The former Polish Prime Minister had already had to give explanations to the prosecutors in July 2017 about the corpses of the victims that were not in the right coffins after their repatriation from Russia, as this had been noticed throughout the exhumations ordered by the PiS government as a part of its counter-inquiry about the air crash in Smolensk. Many would wish in Poland to see Mr. Tusk being tried for high treason due to his decision of accepting the inquiry about this catastrophe to be under the exclusive control of Russia. However there is an agreement of 1993 between Poland and Russia that applies to accidents involving military airplanes that would have allowed the Polish investigators to take part to the inquiry on equal terms with their Russian counterparts. The Tu-154 of the Polish government that crashed during the landing approach to the military airport of Smolensk, was an aircraft of the Polish Army operated by a military crew. The consequence of this disastrous decision of Donald Tusk are the suspicions about a potential attack that are reinforced by the fact that Moscow still refuses, eight years after the crash, to restitute the wreckage and the black boxes of the aircraft to Poland.

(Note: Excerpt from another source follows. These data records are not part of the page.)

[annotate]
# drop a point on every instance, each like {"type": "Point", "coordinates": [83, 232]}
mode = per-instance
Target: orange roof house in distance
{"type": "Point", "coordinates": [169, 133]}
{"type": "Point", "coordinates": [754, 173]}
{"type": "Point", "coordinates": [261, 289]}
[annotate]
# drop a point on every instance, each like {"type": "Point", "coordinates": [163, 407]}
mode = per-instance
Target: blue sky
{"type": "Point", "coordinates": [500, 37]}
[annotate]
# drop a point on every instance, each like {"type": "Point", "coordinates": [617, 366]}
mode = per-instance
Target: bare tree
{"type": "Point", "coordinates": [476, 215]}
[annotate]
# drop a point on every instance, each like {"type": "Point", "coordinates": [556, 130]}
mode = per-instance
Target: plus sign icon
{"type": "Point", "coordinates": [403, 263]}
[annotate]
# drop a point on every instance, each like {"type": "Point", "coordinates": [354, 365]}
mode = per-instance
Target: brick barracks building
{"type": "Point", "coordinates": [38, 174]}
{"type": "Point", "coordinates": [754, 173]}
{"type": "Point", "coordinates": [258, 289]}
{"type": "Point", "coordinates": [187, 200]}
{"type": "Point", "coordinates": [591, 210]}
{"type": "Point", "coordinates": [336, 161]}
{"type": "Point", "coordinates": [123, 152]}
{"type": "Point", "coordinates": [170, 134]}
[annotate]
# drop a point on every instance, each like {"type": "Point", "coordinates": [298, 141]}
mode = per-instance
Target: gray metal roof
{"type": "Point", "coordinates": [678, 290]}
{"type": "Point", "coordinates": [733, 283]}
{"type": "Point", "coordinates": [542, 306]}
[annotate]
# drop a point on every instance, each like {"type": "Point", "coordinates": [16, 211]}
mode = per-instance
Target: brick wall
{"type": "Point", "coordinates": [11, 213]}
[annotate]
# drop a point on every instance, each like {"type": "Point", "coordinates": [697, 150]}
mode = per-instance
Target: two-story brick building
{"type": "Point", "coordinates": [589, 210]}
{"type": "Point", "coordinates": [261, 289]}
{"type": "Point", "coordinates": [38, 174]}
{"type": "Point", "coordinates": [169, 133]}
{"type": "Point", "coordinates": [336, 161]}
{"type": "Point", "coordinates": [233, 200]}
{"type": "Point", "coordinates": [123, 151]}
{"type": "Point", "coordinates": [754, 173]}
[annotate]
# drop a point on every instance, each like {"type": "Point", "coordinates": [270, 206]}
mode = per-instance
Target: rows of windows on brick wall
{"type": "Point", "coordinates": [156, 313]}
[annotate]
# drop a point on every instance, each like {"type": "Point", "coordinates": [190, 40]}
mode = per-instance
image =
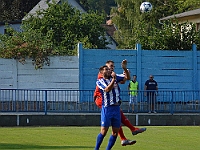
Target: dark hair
{"type": "Point", "coordinates": [109, 61]}
{"type": "Point", "coordinates": [102, 67]}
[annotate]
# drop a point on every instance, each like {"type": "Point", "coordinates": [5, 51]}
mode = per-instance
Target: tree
{"type": "Point", "coordinates": [54, 31]}
{"type": "Point", "coordinates": [145, 28]}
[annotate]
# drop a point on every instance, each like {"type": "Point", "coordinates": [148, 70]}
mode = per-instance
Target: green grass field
{"type": "Point", "coordinates": [84, 138]}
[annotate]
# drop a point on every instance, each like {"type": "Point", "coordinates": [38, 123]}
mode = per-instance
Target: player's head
{"type": "Point", "coordinates": [151, 77]}
{"type": "Point", "coordinates": [110, 65]}
{"type": "Point", "coordinates": [105, 71]}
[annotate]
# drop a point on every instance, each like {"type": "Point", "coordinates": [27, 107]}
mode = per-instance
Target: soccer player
{"type": "Point", "coordinates": [110, 111]}
{"type": "Point", "coordinates": [124, 120]}
{"type": "Point", "coordinates": [133, 87]}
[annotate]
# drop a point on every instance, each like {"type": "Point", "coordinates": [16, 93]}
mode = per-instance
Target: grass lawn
{"type": "Point", "coordinates": [84, 138]}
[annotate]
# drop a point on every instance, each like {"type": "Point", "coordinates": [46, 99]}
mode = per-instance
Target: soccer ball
{"type": "Point", "coordinates": [145, 7]}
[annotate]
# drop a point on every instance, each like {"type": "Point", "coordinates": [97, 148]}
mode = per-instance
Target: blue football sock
{"type": "Point", "coordinates": [99, 141]}
{"type": "Point", "coordinates": [111, 142]}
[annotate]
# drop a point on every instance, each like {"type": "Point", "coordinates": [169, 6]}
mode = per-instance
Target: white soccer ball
{"type": "Point", "coordinates": [145, 7]}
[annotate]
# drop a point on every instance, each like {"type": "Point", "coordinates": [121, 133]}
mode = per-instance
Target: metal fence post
{"type": "Point", "coordinates": [45, 102]}
{"type": "Point", "coordinates": [172, 105]}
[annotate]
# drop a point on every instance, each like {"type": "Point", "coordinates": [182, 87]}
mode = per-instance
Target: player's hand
{"type": "Point", "coordinates": [124, 64]}
{"type": "Point", "coordinates": [113, 74]}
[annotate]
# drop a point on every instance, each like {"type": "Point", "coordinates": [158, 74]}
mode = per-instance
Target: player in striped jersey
{"type": "Point", "coordinates": [124, 120]}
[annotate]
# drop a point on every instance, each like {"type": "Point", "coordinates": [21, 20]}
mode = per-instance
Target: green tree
{"type": "Point", "coordinates": [134, 26]}
{"type": "Point", "coordinates": [54, 31]}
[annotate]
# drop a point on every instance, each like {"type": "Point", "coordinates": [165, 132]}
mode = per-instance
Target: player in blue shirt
{"type": "Point", "coordinates": [110, 112]}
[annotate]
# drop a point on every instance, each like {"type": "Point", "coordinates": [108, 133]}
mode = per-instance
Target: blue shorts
{"type": "Point", "coordinates": [151, 97]}
{"type": "Point", "coordinates": [110, 116]}
{"type": "Point", "coordinates": [133, 99]}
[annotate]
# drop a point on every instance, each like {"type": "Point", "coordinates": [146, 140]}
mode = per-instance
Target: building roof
{"type": "Point", "coordinates": [43, 5]}
{"type": "Point", "coordinates": [184, 14]}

Some would like to see the President of the European Council being tried in Poland for high treason

Last Monday, the President of the European Council had among others to say what he knew about the decisions that led to two separate visits for the commemoration of the 70th anniversary of Katyn in April 2010: his one, together with the Russian Prime Minister Vladimir Putin on 7 April, and the one of the Polish President with his delegation and the representatives of the families of the officers executed in Katyn on 10 April. Donald Tusk seems to have forgotten a lot of things, and notably the fact – that is proven by documents – that there should have been at the beginning, according to the will of President Kaczyński, only one common visit to Katyn. There also, Tusk is accused of treason by his opponents for having accepted Putin’s proposal to separate the visit of the Polish President whom the Russian Prime Minister did not seem to bear too much affection since the events in Georgia in 2008, when the Polish President had traveled to Tbilisi with several Eastern and Central European Heads of States and Governments in order to support this little country against the Russian invasion that just took place. Tusk also did not like his political enemy Kaczyński who disposed as a president of prerogatives in terms of foreign policy, and he is alleged to have favoured his own political interests to the ones of his country concerning those commemorations.

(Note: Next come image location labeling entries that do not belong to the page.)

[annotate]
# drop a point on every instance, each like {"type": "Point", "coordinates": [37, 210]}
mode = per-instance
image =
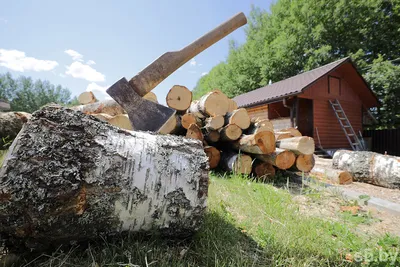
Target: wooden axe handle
{"type": "Point", "coordinates": [169, 62]}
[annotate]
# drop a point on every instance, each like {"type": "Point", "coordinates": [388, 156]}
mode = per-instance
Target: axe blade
{"type": "Point", "coordinates": [143, 114]}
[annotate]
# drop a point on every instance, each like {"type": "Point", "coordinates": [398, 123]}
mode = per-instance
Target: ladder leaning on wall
{"type": "Point", "coordinates": [348, 130]}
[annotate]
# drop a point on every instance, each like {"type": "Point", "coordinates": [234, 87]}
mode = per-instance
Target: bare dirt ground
{"type": "Point", "coordinates": [331, 206]}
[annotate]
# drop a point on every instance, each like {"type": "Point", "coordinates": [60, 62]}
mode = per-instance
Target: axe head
{"type": "Point", "coordinates": [143, 114]}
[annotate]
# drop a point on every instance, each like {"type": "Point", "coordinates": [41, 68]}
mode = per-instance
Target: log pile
{"type": "Point", "coordinates": [232, 141]}
{"type": "Point", "coordinates": [235, 143]}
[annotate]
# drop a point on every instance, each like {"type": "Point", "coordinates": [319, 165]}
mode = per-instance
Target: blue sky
{"type": "Point", "coordinates": [88, 45]}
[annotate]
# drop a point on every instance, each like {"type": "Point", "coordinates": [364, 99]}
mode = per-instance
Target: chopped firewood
{"type": "Point", "coordinates": [188, 119]}
{"type": "Point", "coordinates": [259, 143]}
{"type": "Point", "coordinates": [194, 109]}
{"type": "Point", "coordinates": [109, 107]}
{"type": "Point", "coordinates": [179, 98]}
{"type": "Point", "coordinates": [293, 131]}
{"type": "Point", "coordinates": [86, 177]}
{"type": "Point", "coordinates": [232, 105]}
{"type": "Point", "coordinates": [282, 135]}
{"type": "Point", "coordinates": [236, 163]}
{"type": "Point", "coordinates": [86, 98]}
{"type": "Point", "coordinates": [304, 163]}
{"type": "Point", "coordinates": [281, 158]}
{"type": "Point", "coordinates": [332, 176]}
{"type": "Point", "coordinates": [259, 126]}
{"type": "Point", "coordinates": [213, 104]}
{"type": "Point", "coordinates": [213, 155]}
{"type": "Point", "coordinates": [240, 117]}
{"type": "Point", "coordinates": [299, 145]}
{"type": "Point", "coordinates": [151, 97]}
{"type": "Point", "coordinates": [214, 123]}
{"type": "Point", "coordinates": [211, 136]}
{"type": "Point", "coordinates": [194, 132]}
{"type": "Point", "coordinates": [369, 167]}
{"type": "Point", "coordinates": [230, 132]}
{"type": "Point", "coordinates": [263, 170]}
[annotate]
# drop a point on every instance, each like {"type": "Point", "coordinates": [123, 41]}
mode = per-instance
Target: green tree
{"type": "Point", "coordinates": [300, 35]}
{"type": "Point", "coordinates": [27, 95]}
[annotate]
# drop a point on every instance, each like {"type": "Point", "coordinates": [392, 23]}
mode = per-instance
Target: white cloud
{"type": "Point", "coordinates": [98, 90]}
{"type": "Point", "coordinates": [79, 70]}
{"type": "Point", "coordinates": [90, 62]}
{"type": "Point", "coordinates": [75, 55]}
{"type": "Point", "coordinates": [18, 61]}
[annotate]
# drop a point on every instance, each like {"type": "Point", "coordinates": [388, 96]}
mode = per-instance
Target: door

A lawsuit was brought by a part of the families of the victims after the prosecutors had stopped the proceedings in 2013

The political friends of Donald Tusk consider for their part that this lawsuit is a political one, even if it was brought by families of the victims. However, when the Polish prosecutors had stopped the procedure against the chief of his chancellery Tomasz Arabski as well as against two other officers of this chancellery and two employees of the Polish embassy in Moscow in autumn 2013, as Tusk was Prime Minister – and it was strange, to say the least – it stated that this decision was based on the fact that the negligences noticed around the preparation of the journey of the presidential delegation had occurred without any intent to harm, while outlining that there had been plenty of negligences committed by those persons! This is after that decision of the prosecutors that several families of victims had decided to pursue a civil remedy against the chief of Donald Tusk’s chancellery.